In a book called Drive, Daniel Pink tells a story about Clare Luce. Luce, one of the first women to serve in US Congress, gave some advice to President John F. Kennedy back in 1962. “A great man is,” she said, “one sentence.”
She went on to say that Abraham Lincoln had “preserved the union and freed the slaves.” FDR “helped bring the country out of depression and win the war.”
Daniel Pink continues, “Luce feared that Kennedy’s attention was so splintered among different priorities that his sentence risked becoming a muddled paragraph.”
We don’t have to hold the office of US President to learn from this example. One great tool for discovering your purpose is to think about your sentence.
As we are contemplating our purpose and what that sentence may be, there’s a good chance, in our modern times, that our attention is splintered. Any well rounded, faithful, conscientious and committed citizen could literally choose from 1,000 different things on which to focus their attention.

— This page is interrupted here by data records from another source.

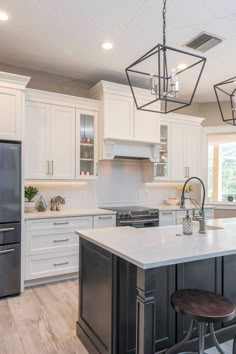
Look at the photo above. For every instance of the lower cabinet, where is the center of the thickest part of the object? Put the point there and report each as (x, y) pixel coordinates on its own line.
(228, 286)
(52, 247)
(165, 286)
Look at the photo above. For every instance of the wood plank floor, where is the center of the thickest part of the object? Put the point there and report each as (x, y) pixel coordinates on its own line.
(42, 321)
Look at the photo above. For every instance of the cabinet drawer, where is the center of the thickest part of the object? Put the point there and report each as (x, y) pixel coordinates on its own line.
(100, 221)
(53, 241)
(41, 266)
(82, 222)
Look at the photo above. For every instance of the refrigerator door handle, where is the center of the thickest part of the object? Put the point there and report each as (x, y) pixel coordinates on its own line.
(10, 250)
(7, 229)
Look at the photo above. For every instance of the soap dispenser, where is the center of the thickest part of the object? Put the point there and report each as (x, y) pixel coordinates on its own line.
(187, 224)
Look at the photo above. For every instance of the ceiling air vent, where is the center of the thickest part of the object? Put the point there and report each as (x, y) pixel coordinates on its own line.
(203, 42)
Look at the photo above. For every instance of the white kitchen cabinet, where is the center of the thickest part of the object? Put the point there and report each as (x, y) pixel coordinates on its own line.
(62, 142)
(120, 120)
(86, 144)
(178, 152)
(119, 114)
(52, 247)
(185, 151)
(12, 101)
(49, 141)
(37, 141)
(167, 218)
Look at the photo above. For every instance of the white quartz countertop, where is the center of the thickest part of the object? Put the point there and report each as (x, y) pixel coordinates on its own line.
(159, 246)
(67, 213)
(164, 207)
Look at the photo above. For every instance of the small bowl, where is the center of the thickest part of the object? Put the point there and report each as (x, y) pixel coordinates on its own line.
(172, 201)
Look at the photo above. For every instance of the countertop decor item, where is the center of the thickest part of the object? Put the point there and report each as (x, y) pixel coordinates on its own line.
(172, 201)
(57, 202)
(226, 98)
(41, 205)
(167, 72)
(30, 193)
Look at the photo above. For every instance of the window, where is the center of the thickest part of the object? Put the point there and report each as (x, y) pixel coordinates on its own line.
(222, 168)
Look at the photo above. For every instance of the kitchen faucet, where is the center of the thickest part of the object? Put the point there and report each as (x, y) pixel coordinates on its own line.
(201, 217)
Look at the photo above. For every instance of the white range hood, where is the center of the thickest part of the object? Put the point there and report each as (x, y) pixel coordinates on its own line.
(125, 131)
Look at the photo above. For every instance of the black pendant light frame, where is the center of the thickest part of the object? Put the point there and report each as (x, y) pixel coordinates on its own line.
(162, 74)
(219, 87)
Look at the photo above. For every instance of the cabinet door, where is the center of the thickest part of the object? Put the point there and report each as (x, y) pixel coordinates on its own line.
(164, 286)
(118, 117)
(86, 144)
(36, 149)
(178, 165)
(62, 142)
(11, 114)
(193, 150)
(146, 125)
(167, 218)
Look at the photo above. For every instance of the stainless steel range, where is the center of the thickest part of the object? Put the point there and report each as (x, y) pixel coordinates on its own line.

For the two examples above, it was as if the occasion rose to them. It seems that all of life is preparation for what is next in life. We must be ready to take on what God places before us and work with what we’ve been given. What will your sentence be?
There are three main elements that lead to motivation in life: Autonomy, Mastery and Purpose. When these elements are combined together, a person’s life and work not only have a natural flow, there is an amazing outcome.
Of these three components, purpose seems to be the icing that takes it over the top. Purpose is what creates the desire for self discipline, which is needed for mastery. which is needed in order to accomplish what we’re called to do.
So, what is your sentence? It might be, “He didn’t just grow the church he pastored, he was a pillar in the community.” Or “She helped raise three healthy and happy adults.” Or “He helped change the course of hundreds of young inner city students.” Or “She built a legacy of caring for the poor in the war torn country she served as a missionary.”
This simplicity and clarity is motivating to me as I live life. What about you?